Implementation of the paper "Preliminary Study on the Impact of Attention Mechanisms for Medical Image Classification" by Tiago Gonçalves and Jaime S. Cardoso.
Despite their high performance, deep learning algorithms still work as black boxes and are not capable of explaining their predictions in a human-understandable manner, thus leading to a lack of transparency which may jeopardise the acceptance of these technologies by the healthcare community. Therefore, the topic of explainable artificial intelligence (xAI) appeared to address this issue. There are three main approaches to xAI: pre-, in- and post-model methods. In medical images, important information is generally spatially constricted. Hence, to ensure that models focus on the important parts of the images and learn relevant features, several attention mechanisms have been proposed and demonstrated increased performances. This work proposes a comparative study of the application of different attention mechanisms in deep neural networks and the evaluation of their impact on the performance of the models and the quality of the learned features.
To clone this repository, open a Terminal window and type:
$ git clone [email protected]:TiagoFilipeSousaGoncalves/attention-mechanisms-healthcare.git
Then go to the repository's main directory:
$ cd attention-mechanisms-healthcare
We advise you to create a virtual Python environment first (Python 3.7).
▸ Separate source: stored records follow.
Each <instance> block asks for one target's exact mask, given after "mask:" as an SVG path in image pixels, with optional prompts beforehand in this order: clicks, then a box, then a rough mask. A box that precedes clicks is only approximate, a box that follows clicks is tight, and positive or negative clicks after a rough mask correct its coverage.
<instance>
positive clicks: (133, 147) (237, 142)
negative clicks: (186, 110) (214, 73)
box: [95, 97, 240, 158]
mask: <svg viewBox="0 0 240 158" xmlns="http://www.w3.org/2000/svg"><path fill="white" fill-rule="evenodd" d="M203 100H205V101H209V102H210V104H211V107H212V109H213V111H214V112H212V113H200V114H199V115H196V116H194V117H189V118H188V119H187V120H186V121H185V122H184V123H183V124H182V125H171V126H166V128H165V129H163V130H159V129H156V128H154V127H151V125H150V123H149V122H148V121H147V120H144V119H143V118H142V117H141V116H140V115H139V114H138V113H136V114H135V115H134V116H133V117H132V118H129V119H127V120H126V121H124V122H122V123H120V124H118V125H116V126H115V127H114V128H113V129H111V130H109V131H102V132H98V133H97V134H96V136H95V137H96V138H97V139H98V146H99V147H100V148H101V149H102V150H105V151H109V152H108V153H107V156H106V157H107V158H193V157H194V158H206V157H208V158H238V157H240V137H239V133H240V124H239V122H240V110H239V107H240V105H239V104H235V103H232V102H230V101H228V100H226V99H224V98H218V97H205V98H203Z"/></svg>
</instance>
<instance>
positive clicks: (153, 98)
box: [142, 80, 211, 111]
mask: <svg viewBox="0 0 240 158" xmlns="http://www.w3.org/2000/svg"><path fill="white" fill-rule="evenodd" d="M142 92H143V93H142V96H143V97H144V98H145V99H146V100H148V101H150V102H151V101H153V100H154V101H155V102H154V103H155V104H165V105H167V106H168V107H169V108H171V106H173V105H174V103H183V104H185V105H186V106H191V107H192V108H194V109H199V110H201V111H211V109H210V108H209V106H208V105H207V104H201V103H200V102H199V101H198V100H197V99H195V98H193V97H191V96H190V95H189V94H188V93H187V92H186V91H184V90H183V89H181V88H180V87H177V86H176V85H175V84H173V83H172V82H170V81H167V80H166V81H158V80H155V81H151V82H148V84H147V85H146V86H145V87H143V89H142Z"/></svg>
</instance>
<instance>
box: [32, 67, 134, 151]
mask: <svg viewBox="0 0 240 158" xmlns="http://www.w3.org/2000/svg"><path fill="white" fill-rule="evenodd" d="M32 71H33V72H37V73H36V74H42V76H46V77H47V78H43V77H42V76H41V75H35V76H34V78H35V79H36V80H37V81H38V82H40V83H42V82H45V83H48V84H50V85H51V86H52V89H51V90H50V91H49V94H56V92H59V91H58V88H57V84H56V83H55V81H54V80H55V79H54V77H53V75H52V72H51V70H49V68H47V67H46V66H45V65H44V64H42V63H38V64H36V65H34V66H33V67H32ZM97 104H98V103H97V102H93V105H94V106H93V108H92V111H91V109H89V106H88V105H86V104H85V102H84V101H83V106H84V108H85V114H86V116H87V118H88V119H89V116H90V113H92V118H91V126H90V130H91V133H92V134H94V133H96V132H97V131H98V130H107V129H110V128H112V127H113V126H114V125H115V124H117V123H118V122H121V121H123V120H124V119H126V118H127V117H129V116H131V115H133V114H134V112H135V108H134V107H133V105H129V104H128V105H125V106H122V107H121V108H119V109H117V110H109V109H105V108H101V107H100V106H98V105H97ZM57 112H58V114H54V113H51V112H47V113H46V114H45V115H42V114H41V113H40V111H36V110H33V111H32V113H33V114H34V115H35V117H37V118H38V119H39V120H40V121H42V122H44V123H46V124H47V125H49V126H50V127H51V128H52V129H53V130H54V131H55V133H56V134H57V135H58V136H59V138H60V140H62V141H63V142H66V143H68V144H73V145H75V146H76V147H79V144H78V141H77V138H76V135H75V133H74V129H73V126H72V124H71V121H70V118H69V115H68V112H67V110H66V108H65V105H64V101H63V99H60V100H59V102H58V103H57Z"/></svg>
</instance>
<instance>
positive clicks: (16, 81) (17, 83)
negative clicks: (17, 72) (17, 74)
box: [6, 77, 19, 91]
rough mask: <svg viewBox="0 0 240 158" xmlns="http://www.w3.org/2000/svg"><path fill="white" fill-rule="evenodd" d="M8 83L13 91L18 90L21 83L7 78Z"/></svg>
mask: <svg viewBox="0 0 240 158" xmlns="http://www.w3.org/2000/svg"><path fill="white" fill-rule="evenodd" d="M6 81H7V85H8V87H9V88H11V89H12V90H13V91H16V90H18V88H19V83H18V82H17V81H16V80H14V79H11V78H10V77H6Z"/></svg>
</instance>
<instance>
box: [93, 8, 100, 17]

To install the necessary Python packages run:
$ pip install -r requirements.txt
To know more about the data used in this paper, please send an e-mail to [email protected].
To train the models:
$ python code/models_train.py {command line arguments}
This script accepts the following command line arguments:
--data_dir: Directory of the data set.
--dataset: Data set {CBIS, MIMICCXR}.
--backbone: Backbone model {densenet121, resnet50, vgg16}.
--use_attention: Use MLDAM (attention).
--nr_classes: Number of classes (using sigmoid, 1; using softmax, 2).
--gpu_id: The ID of the GPU device.
--batchsize: Batch size for dataloaders.
--epochs: Number of training epochs.
--use_daug: Use data augmentation.
To test the models:
$ python code/models_test.py {command line arguments}
This script accepts the following command line arguments:
--data_dir: Directory of the data set.
--dataset: Data set {CBIS, MIMICCXR}.
--nr_classes: Number of classes (using sigmoid, 1; using softmax, 2).
--gpu_id: The ID of the GPU device.
--batchsize: Batch size for dataloaders.
To generate post-hoc explanations (saliency maps):
$ python code/xai_generate_slmaps.py {command line arguments}
This script accepts the following command line arguments:
--data_dir: Directory of the data set.
--dataset: Data set {CBIS, MIMICCXR}.
--nr_classes: Number of classes (using sigmoid, 1; using softmax, 2).
--gpu_id: The ID of the GPU device.
--batchsize: Batch size for dataloaders.
To generate figures from post-hoc explanations (saliency maps):
$ python code/xai_generate_slmaps_figs.py {command line arguments}
This script accepts the following command line arguments:
--dataset: Data set {CBIS, MIMICCXR}.
If you use this repository in your research work, please cite this paper:
@inproceedings{goncalves2021recpad,
author = {Tiago Gonçalves and Jaime S. Cardoso},
title = {{Preliminary Study on the Impact of Attention Mechanisms for Medical Image Classification}},
booktitle = {27th Portuguese Conference in Pattern Recognition (RECPAD)},
year = {2021},
address = {Évora, Portugal}
}
This model and associated code are related to the paper "Attention-Guided Network for Iris Presentation Attack Detection" by Cunjian Chen and Arun Ross.
This model and associated code are related to the paper "Multi-Level Dual-Attention Based CNN for Macular Optical Coherence Tomography Classification" by Sapna S. Mishra, Bappaditya Mandal and N. B. Puhan.